By Erica C. Barnett
In advance of today’s meeting to discuss legislation to weaken conflict-of-interest rules for the City Council, the Seattle Ethics Elections Commission met Wednesday afternoon to discuss the implications the changes will have, if they pass.
The proposal, by Councilmember Cathy Moore, would eliminate a requirement in the city’s ethics code that council members recuse themselves from voting on matters in which they have a personal financial interest. Instead, council members—alone among all city officials—could simply disclose that they have a financial conflict before voting.
The change, if it passes, will go into effect just as the council is getting ready to vote on another piece of legislation from Moore that would roll back or alter tenant protections passed by the previous city council, including moratoria on winter and school-year evictions, a maximum $10 fee for late rent, and changes to the so-called “roommate law,” which allows tenants to take on new roommates as long as they go through a screening process after moving in (the law also allows any immediate family member, including people a tenant is dating or has dated in the past, to move in without any screening.)

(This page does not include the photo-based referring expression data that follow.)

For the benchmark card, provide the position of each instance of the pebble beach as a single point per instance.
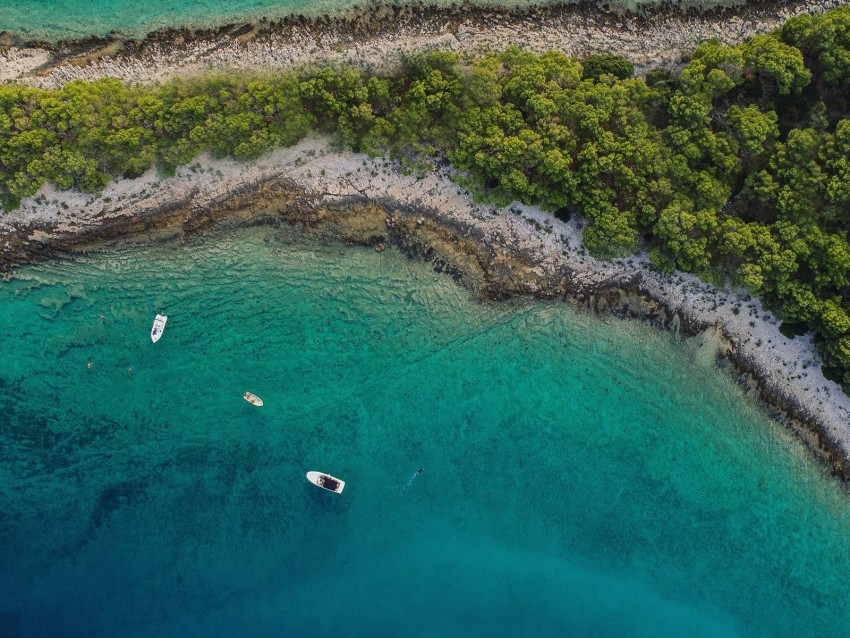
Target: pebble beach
(517, 250)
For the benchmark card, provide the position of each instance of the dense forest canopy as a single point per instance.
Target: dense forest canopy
(735, 167)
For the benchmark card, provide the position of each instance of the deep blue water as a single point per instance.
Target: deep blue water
(582, 476)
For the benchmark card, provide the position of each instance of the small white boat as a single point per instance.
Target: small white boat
(253, 399)
(158, 327)
(326, 482)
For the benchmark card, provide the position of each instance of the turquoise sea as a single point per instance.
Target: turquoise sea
(582, 476)
(54, 20)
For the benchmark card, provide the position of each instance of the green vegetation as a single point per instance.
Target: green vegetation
(736, 167)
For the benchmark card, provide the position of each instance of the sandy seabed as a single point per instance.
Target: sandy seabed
(349, 197)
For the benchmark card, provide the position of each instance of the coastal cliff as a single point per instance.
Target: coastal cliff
(496, 253)
(379, 36)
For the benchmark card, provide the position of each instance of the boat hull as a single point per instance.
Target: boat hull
(326, 482)
(158, 327)
(253, 399)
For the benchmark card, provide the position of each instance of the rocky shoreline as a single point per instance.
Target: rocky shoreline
(377, 36)
(496, 253)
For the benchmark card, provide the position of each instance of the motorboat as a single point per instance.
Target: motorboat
(326, 482)
(253, 399)
(158, 327)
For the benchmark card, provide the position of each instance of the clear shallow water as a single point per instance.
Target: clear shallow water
(582, 476)
(69, 19)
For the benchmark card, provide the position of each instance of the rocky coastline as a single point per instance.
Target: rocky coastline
(496, 253)
(377, 36)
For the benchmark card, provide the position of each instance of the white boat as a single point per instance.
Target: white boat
(158, 327)
(326, 482)
(253, 399)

The vote is likely to be contentious. Two councilmembers, Mark Solomon and Maritza Rivera, own rental propery and could be disqualified from voting under the current rules.
A dozen public commenters, including many who crowded into the small Seattle Municipal Tower conference room where the commission meets, spoke out against the proposal. Several mentioned that this was the first time they had ever offered public comment on any subject.

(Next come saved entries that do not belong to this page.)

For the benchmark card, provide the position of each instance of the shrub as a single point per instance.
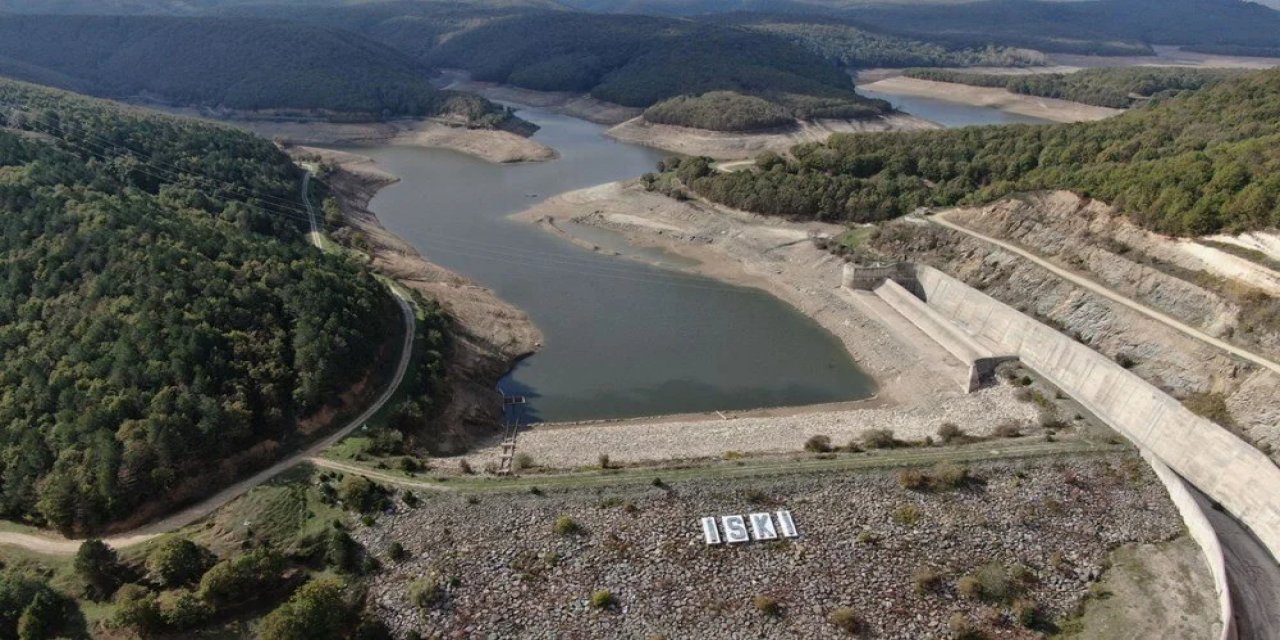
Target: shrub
(183, 609)
(818, 444)
(99, 567)
(949, 432)
(949, 475)
(880, 439)
(767, 604)
(846, 620)
(908, 515)
(178, 561)
(912, 479)
(524, 461)
(963, 629)
(603, 599)
(426, 590)
(316, 611)
(566, 525)
(1025, 612)
(396, 552)
(926, 580)
(1008, 430)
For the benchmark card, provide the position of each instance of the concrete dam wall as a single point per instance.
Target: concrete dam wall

“For the past 45 years, elected officials in Seattle have been required to recuse themselves from votes involving financial conflicts of interest,” Kate Rubin, the co-director of Be:Seattle, said. “Voters elected this council with the understanding that those rules would still apply. Changing them mid term is a clear violation of the public’s trust. Disclosure is not accountability.”

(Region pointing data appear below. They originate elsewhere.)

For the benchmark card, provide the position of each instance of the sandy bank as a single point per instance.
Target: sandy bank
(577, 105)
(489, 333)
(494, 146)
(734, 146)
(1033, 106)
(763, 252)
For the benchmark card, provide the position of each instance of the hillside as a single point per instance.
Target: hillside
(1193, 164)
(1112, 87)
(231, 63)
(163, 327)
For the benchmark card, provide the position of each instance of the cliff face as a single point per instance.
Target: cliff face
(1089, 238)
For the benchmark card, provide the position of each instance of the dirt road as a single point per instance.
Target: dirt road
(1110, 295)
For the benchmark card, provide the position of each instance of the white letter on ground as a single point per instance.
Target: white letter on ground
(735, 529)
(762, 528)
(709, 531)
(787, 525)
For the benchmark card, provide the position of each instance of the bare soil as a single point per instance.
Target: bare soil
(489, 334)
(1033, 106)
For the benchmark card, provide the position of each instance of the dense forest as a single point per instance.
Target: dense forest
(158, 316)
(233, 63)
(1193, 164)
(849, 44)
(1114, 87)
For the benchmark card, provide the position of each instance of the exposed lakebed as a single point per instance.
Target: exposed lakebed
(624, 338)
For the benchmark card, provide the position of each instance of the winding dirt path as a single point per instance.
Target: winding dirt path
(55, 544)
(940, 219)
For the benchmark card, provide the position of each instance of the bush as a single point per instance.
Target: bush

Commissioner Zach Pekelis said he was concerned that the latest draft of Moore’s legislation differs from the one the commission considered back in March, a modified recusal bill that said that a financial conflict was not a conflict “if the prohibited financial interest is no greater or less than that of other members of the same profession, occupation, class, or group affected by the legislative matter.” That legislation also effectively replaced the recusal requirement with simple disclosure.
Moore, who attended the meeting virtually, said the reason she proposed eliminating the recusal requirement was “so that people who were elected to represent particular voices that are sometimes a minority in the city are not disenfranchised” by having to abstain from issues where they have a financial conflict of interest. (This caused many of the public commenters in the room to scoff loudly).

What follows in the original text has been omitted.